Однако Ришелье нимало не смущался их взглядами и жестами; казалось, его внимание было занято исключительно табакеркой и жабо.
— И в итоге, — продолжал маршал, оправляя жабо, — очень похоже, что король расстался с этой малюткой.
— Герцог, — процедила г-жа Дюбарри, — заявляю вам, что я не поняла ни слова из ваших фантазий, и уверена, что, услышь их король, он понял бы не больше моего.
— В самом деле? — бросил герцог.
— Да, в самом деле. И вы, и весь свет приписываете мне предприимчивость, какою я не обладаю: у меня и в мыслях не было возбудить ревность его величества теми средствами, о которых вы говорите.
— Графиня!
— Уверяю вас.
— Графиня, истинный дипломат, а ведь лучшие дипломаты — женщины, никогда понапрасну не признается, что хитрил. Как бывший посол я знаю, что в политике существует правило: «Никому не рассказывай о средстве, которое помогло однажды, потому что оно может оказаться полезным еще раз».
— Но, герцог…
— Средство помогло — вот и все. Король крайне скверного мнения обо всех Таверне.
— Ей-богу, герцог, — воскликнула графиня, — у вас манера строить доказательства только на собственных домыслах!
— Так вы не верите, что король рассорился с Таверне? — не желая ввязываться в спор, осведомился Ришелье.
— Я не это имела в виду.
Ришелье
— Вы — птичка, — проговорил он.
— А вы — змея.
— Стоило спешить к вам с добрыми новостями, чтобы получить такую награду.

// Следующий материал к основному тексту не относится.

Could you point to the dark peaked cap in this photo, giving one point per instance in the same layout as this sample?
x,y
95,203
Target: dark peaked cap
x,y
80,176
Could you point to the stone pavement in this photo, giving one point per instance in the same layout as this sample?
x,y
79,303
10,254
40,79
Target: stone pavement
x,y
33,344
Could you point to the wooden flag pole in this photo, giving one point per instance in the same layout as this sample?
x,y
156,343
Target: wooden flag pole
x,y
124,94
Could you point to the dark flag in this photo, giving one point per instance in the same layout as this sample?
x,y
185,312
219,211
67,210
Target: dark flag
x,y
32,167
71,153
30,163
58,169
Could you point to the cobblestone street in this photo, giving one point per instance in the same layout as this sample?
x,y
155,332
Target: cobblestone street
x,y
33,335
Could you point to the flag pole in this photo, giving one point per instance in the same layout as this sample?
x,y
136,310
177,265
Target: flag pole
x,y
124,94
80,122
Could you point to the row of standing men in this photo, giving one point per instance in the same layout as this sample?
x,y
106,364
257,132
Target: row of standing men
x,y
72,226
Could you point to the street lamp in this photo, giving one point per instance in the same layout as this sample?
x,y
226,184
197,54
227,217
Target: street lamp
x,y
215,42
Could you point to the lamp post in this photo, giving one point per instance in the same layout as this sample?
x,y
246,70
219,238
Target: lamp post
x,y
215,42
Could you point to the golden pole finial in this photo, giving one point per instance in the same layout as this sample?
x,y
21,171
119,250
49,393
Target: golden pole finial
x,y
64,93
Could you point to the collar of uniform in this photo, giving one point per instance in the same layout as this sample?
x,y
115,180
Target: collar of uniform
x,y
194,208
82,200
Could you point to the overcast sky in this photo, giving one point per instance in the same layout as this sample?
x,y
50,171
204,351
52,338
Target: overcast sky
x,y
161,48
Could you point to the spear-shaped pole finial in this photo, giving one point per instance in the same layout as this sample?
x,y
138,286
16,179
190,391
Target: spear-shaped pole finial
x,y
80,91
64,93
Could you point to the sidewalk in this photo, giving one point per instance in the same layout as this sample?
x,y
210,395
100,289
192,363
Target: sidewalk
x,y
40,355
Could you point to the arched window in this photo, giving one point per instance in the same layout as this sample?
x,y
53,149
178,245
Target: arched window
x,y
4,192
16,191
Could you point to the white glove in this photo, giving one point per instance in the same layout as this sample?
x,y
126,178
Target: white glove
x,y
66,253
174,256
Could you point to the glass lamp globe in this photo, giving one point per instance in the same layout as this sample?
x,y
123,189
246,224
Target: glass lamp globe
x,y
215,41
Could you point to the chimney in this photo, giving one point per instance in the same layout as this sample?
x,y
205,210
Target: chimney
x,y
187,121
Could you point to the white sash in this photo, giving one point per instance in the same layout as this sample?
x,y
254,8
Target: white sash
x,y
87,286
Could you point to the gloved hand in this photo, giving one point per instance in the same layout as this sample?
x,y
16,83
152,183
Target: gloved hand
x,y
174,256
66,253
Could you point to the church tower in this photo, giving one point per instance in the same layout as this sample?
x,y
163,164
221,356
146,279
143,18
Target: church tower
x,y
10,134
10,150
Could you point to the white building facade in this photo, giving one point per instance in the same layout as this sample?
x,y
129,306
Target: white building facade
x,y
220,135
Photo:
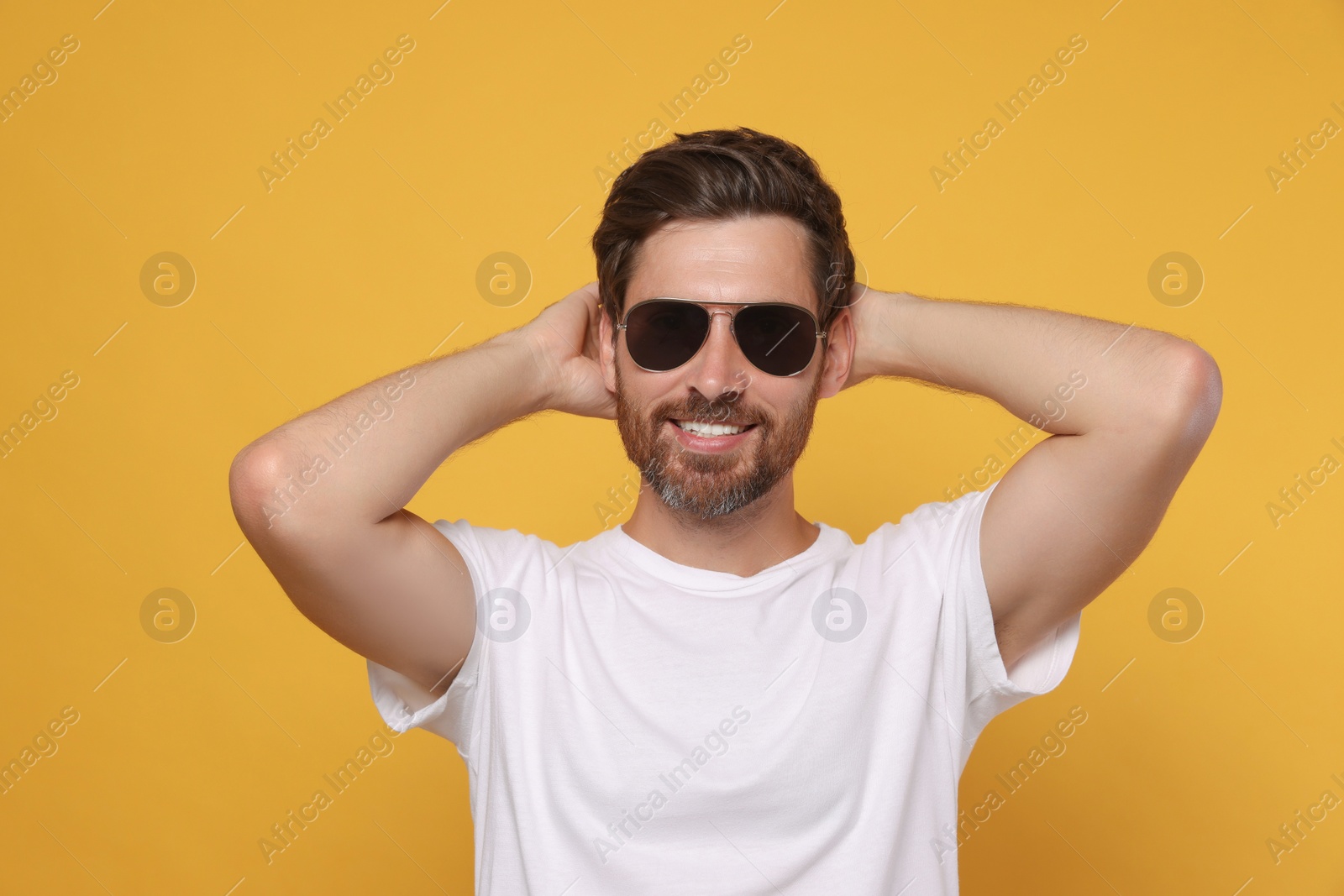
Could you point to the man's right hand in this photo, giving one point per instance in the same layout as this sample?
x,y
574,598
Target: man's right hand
x,y
564,340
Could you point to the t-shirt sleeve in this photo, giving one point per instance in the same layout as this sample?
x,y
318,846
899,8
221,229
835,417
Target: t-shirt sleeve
x,y
974,669
403,703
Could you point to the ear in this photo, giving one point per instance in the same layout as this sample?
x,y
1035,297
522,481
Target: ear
x,y
840,345
606,351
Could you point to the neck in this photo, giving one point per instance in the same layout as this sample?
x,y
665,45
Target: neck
x,y
759,537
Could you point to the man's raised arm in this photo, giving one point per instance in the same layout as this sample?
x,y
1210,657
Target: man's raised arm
x,y
322,497
1129,410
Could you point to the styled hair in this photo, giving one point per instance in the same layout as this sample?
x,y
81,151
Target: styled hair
x,y
721,175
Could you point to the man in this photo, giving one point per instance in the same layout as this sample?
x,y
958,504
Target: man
x,y
719,696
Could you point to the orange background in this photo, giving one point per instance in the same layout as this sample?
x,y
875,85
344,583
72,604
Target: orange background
x,y
488,139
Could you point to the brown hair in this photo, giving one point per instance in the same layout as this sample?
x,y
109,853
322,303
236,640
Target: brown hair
x,y
716,175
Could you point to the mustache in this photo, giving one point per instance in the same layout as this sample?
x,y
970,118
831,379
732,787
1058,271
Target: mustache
x,y
711,412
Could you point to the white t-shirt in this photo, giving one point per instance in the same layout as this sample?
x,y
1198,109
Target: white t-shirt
x,y
636,727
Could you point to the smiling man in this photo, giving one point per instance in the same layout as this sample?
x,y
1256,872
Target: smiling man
x,y
721,696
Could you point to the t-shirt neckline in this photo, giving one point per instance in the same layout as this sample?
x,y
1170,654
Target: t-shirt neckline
x,y
716,580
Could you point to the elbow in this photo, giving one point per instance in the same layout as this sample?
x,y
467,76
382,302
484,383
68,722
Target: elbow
x,y
1196,392
252,483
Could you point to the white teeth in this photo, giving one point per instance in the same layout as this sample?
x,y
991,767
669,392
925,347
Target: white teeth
x,y
709,429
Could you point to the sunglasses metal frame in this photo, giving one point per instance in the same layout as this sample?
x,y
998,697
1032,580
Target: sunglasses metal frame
x,y
732,316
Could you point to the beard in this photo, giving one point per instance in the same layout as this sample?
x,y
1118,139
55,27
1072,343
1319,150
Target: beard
x,y
712,485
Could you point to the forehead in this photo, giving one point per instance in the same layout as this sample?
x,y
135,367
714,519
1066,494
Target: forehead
x,y
743,259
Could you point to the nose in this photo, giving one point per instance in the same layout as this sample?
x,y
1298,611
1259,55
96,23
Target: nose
x,y
719,367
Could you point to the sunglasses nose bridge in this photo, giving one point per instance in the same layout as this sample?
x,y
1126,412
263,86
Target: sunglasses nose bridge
x,y
719,363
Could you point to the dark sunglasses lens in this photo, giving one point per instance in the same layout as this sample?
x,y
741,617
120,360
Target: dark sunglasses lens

— Вы заблуждаетесь, дядюшка, — с живостью вмешался д'Эгийон, понявший смысл маневра Ришелье. — Никто не ценит вас более, нежели графиня; она мне так и сказала, когда доложили о вас.
— Я действительно очень люблю своих друзей, — отозвался Ришелье, — поэтому мне и захотелось первому известить вас о вашей победе, графиня. Вы знаете, что Таверне-отец хотел продать свою дочь королю.

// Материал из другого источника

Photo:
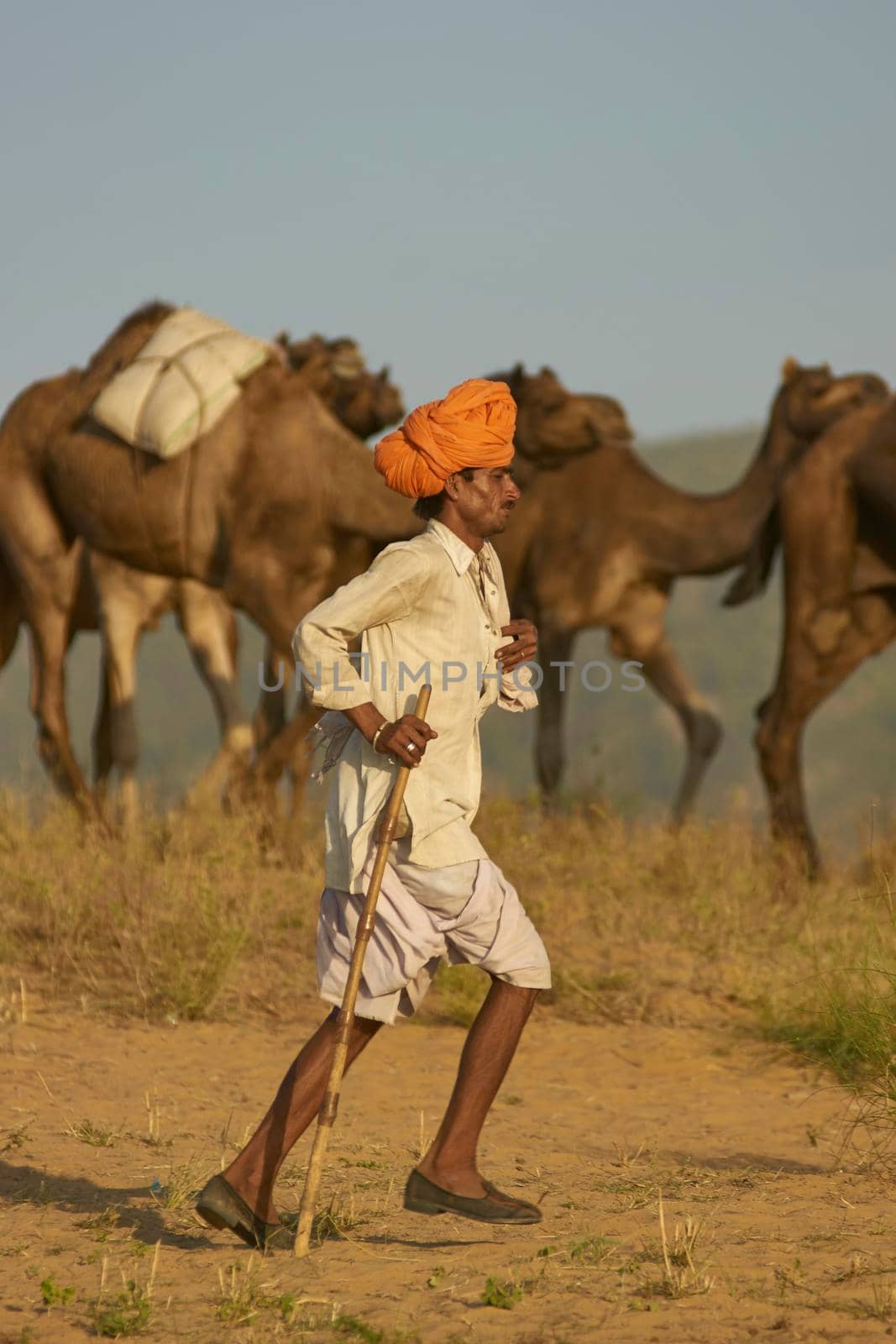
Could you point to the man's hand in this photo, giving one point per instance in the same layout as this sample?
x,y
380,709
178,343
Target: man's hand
x,y
523,648
405,739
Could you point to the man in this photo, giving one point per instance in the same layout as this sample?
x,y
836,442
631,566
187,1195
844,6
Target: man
x,y
432,609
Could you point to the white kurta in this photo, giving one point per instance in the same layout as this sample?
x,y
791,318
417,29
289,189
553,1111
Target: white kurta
x,y
430,611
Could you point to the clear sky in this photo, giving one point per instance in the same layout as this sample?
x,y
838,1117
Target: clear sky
x,y
661,199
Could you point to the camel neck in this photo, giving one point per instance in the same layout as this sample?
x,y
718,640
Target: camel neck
x,y
708,534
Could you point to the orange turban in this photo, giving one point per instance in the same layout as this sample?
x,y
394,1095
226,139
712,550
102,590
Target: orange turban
x,y
472,427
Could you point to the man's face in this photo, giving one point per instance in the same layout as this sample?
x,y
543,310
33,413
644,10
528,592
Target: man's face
x,y
485,501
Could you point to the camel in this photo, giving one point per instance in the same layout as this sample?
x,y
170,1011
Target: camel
x,y
606,539
132,601
125,602
833,519
261,508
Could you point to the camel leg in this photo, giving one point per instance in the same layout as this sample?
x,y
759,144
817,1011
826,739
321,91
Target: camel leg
x,y
210,628
701,726
50,633
101,743
270,711
9,615
46,575
121,631
553,647
808,676
640,635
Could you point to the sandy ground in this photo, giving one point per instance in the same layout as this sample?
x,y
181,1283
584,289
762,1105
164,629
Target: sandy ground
x,y
594,1124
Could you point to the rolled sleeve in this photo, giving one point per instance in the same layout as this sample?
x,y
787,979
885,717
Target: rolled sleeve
x,y
517,692
322,642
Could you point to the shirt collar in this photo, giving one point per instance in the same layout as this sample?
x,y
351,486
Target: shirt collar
x,y
461,554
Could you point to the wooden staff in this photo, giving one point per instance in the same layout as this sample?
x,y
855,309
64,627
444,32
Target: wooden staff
x,y
327,1115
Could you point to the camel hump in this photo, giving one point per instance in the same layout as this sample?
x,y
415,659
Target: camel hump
x,y
181,383
752,577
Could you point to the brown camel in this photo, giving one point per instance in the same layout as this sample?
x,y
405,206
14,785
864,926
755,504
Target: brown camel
x,y
606,541
835,521
130,601
259,507
127,602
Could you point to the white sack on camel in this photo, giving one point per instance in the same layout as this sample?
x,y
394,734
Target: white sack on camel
x,y
181,382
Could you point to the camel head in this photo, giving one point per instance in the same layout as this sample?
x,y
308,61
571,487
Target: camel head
x,y
553,423
810,398
363,401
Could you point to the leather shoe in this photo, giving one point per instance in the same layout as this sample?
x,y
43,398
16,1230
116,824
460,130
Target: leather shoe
x,y
422,1196
222,1207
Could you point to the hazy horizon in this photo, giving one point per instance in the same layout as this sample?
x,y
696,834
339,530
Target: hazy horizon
x,y
661,202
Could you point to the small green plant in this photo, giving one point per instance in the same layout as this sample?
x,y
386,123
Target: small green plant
x,y
358,1330
101,1225
503,1294
129,1314
130,1310
54,1294
13,1137
591,1250
183,1184
336,1221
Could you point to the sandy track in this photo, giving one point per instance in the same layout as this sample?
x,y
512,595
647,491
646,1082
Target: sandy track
x,y
593,1122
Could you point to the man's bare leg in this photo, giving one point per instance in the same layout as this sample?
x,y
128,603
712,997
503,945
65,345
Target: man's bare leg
x,y
298,1099
488,1052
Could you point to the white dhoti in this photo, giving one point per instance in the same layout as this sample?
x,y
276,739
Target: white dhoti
x,y
465,913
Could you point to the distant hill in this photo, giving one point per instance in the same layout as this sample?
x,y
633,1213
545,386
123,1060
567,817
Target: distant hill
x,y
620,745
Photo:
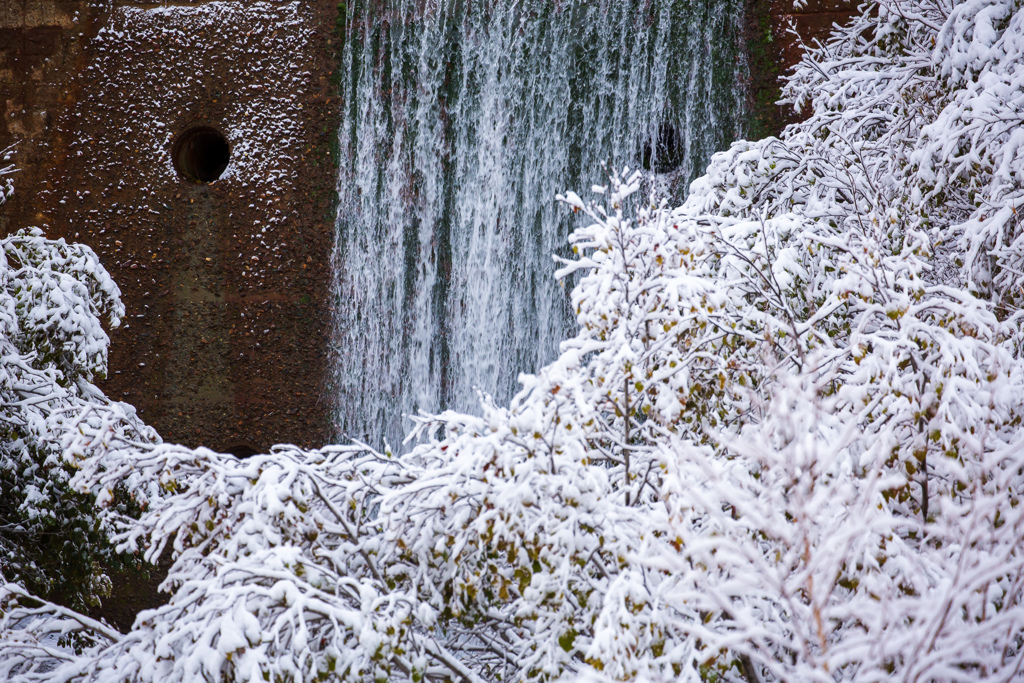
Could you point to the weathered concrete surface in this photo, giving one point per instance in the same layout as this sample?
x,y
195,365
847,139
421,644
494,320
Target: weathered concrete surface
x,y
772,50
226,285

— Но, по-моему, это уже свершившийся факт, — ответила г-жа Дюбарри.
— О, графиня, до чего же ловок этот человек! Вот он-то — настоящий змей. Представьте, я был усыплен его разглагольствованиями о нашей с ним дружбе и братстве по оружию. Я всегда принимаю все близко к сердцу, но кто бы мог подумать, что сей провинциальный Аристид [123] поспешит в Париж с целью перебежать дорогу Жану Дюбарри, этому умнейшему человеку? Мне понадобилась вся моя преданность вам, графиня, чтобы вновь обрести хоть капельку здравого смысла и способности предвидеть; клянусь вам, я был слеп.
123
Аристид (ок. 540 до н. э. — ок. 467 до н. э.) — афинский военачальник и государственный деятель, прозванный Справедливым.
— Но теперь-то, по крайней мере, все позади? — поинтересовалась г-жа Дюбарри.
— О да, все кончено, можете не сомневаться. Я так отчитал этого почтенного сводника, что сейчас он, должно быть, понял, что дельце у него не выгорело и мы остались хозяевами положения.
— Да, но король?
— Король?
— Ну да.
— Я спросил мнение его величества относительно трех особ.
— Кто же первая?
— Отец.
— А вторая?
— Дочь.
— Третья?
— Сын. Его величество изволил назвать отца… старым сводником, дочь — вздорной жеманницей. Что же касается сына, то его величество его не назвал, поскольку не смог вспомнить.
— Прекрасно. Таким образом, мы избавились от всей семейки.
— Полагаю, что да.
— А не стоит ли отослать этих Таверне назад в их дыру?
— Не думаю, они и без того уничтожены.
— И вы говорите, что сын, которому король обещал полк…
— У вас, графиня, память лучше, чем у короля. Господин Филипп и в самом деле очень милый юноша. А какие взгляды он на вас бросал — просто убийственные! Увы, он уже не полковник, не капитан, не брат фаворитки; ему осталось одно — быть отличенным вами.
Последние слова были сказаны герцогом с намерением царапнуть коготком ревности сердце племянника.
Но г-ну д'Эгийону было не до ревности.
Он пытался понять смысл маневра старого маршала и разобраться в истинных мотивах его возвращения.